Public Health in the 21st Century

At the beginning of the 21st century, key public health issues and challenges have taken center stage on the global scene.  Ranging from arsenic in drinking water to asthma among children and adults; from the re-emergence of cholera, to increasing rates of various forms of cancer; from HIV and AIDS to MDR-TB, malaria; from the crises faced by displaced or refugee populations to the new challenges that have emerged for reproductive health and rights; from the experience of public health emergencies as the result of disasters such as tsunamis, and catastrophic storms to the growing specter of potential global pandemics such as those linked to H5N1.  The expansion of serious public health problems, increasingly taking shape on a global scale, has been one of the defining features of recent history.

Like most aspects of contemporary life, this range of key public health problems has been increasingly impacted by processes associated with globalization.  The issues that confront us have been, and are, being shaped by evolving processes such as the growth of inequalities between the rich and the poor, the globalization of trade and commerce, new patterns of travel and migration, as well as a significant reduction in available resources for the development and sustainability of public health infrastructures.

The social, cultural, economic and political transformations associated with globalization have increasingly intersected with the growing range of environmental threats produced by industrialization, epidemics of newly-emerging infectious diseases, and the rapid increase of chronic diseases linked to changing lifestyles.
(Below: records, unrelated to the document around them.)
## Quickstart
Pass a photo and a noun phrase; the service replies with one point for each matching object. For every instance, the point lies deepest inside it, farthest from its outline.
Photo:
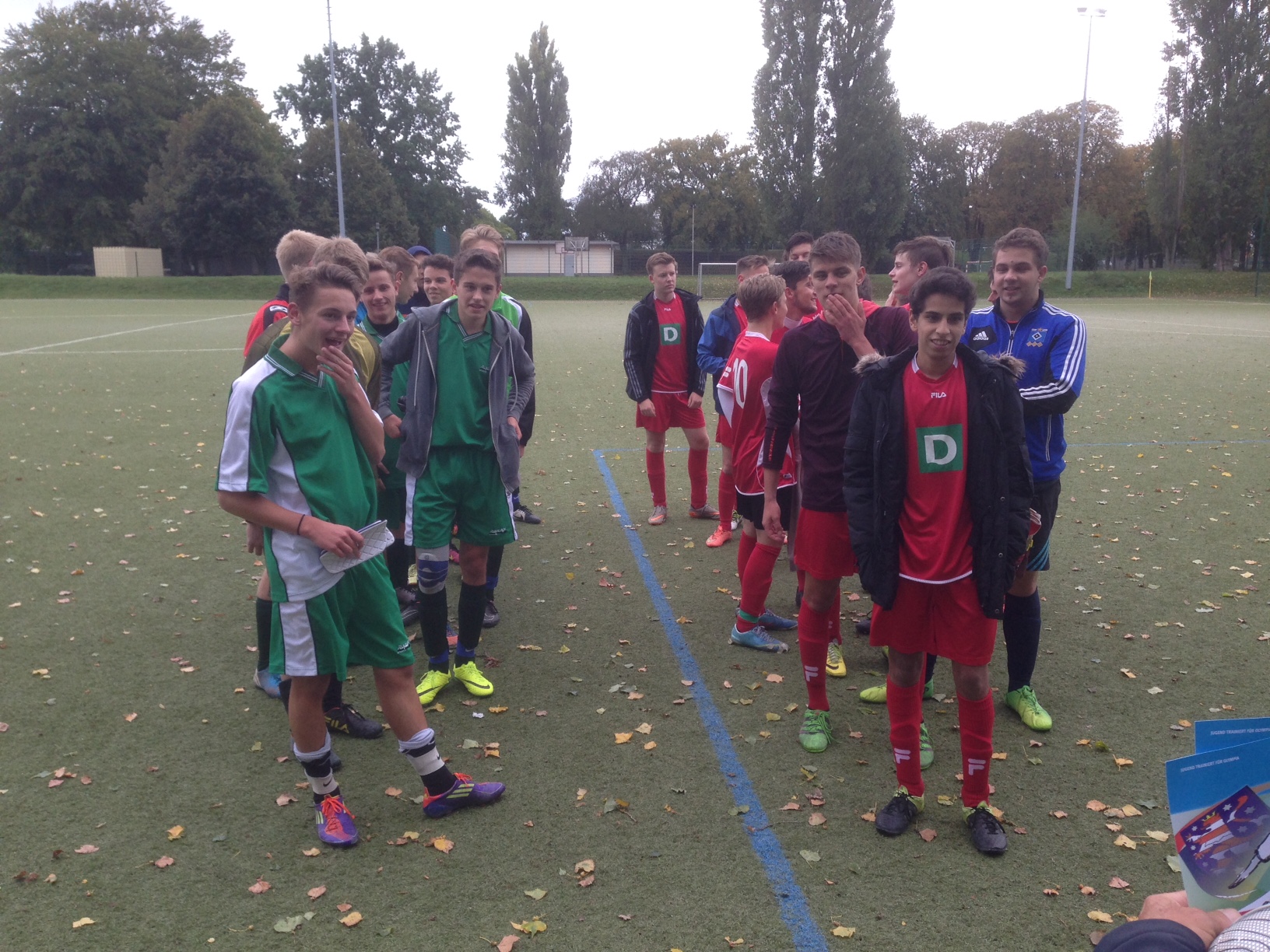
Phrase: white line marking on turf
(120, 333)
(173, 351)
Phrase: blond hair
(295, 250)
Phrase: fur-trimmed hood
(875, 361)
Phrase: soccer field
(132, 731)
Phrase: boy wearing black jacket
(938, 485)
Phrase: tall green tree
(403, 116)
(938, 182)
(88, 96)
(371, 196)
(539, 135)
(223, 187)
(1225, 62)
(709, 180)
(787, 100)
(864, 169)
(614, 201)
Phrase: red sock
(813, 645)
(977, 719)
(655, 466)
(743, 552)
(904, 709)
(699, 476)
(835, 620)
(727, 498)
(756, 583)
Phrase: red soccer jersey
(671, 371)
(743, 396)
(935, 523)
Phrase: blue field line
(794, 908)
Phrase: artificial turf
(111, 450)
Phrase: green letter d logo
(940, 450)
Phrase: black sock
(335, 696)
(399, 558)
(433, 614)
(263, 632)
(1021, 628)
(472, 616)
(492, 565)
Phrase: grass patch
(617, 287)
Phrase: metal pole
(1080, 149)
(335, 114)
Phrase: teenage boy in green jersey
(301, 443)
(488, 238)
(380, 299)
(470, 380)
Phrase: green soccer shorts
(465, 486)
(356, 621)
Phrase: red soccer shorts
(822, 546)
(723, 432)
(672, 411)
(936, 620)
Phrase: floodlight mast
(1080, 141)
(335, 114)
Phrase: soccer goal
(717, 267)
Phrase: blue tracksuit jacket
(1051, 343)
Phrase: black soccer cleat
(346, 719)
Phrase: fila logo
(940, 448)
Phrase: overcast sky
(1004, 60)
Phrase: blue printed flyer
(1219, 807)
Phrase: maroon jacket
(814, 385)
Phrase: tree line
(121, 122)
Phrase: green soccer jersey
(461, 417)
(395, 479)
(289, 437)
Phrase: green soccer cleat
(472, 678)
(814, 735)
(431, 686)
(928, 753)
(1024, 703)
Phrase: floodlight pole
(1080, 141)
(335, 114)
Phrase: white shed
(549, 258)
(128, 262)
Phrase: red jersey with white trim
(935, 522)
(671, 371)
(743, 397)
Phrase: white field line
(118, 333)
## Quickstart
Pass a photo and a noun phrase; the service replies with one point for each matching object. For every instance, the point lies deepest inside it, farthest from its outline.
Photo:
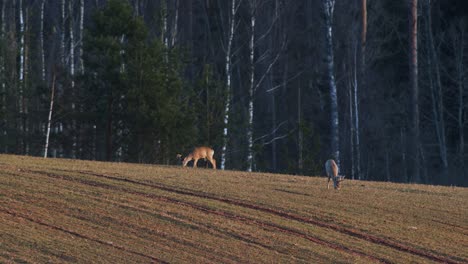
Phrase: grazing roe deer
(200, 153)
(332, 172)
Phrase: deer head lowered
(332, 172)
(199, 153)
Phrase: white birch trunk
(356, 119)
(227, 104)
(49, 121)
(300, 136)
(80, 52)
(25, 83)
(351, 125)
(436, 90)
(72, 77)
(176, 21)
(41, 39)
(21, 64)
(251, 87)
(2, 77)
(459, 48)
(415, 140)
(62, 33)
(329, 6)
(165, 32)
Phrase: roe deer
(332, 172)
(200, 153)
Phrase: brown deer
(332, 172)
(199, 153)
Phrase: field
(57, 210)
The new public health challenges of the 21st century have taken place within the context of a rapidly changing political and institutional landscape. In recent decades the field that was initially described as international health involving sovereign states has increasingly been re-conceptualized as global health within the global system. 

This change represents far more than a simple shift in language.  It stems from a fundamental transformation in the nature of health threats and in the kinds of solutions that must be posed to them.  It recognizes that many of the most serious health threats facing the world community today reach beyond the sovereign borders of nation-states and require the attention not only of governments but also of a range of non-state institutions and actors.

The Routledge International Handbook on Global Public Health, edited by Richard Parker and Marni Sommer, addresses both the emerging issues and conceptualizations of the notion of global health, expanding upon and highlighting critical priorities in this rapidly evolving field.  This comprehensive handbook is intended to provide an overview for students, practitioners, researchers, and policy makers working in or concerned with public health around the globe.

The book includes ten sections, ranging from Structural Inequalities and Global Public Health, to Ecological Transformation and Environmental Health in the Global System, Global Access to Essential Medicines, Global Mental Health, and Health Systems, Health Capacity and the Politics of Global Health, and brings together leading authors from across the world to reflect on past, present, and future approaches to understanding and promoting global public health.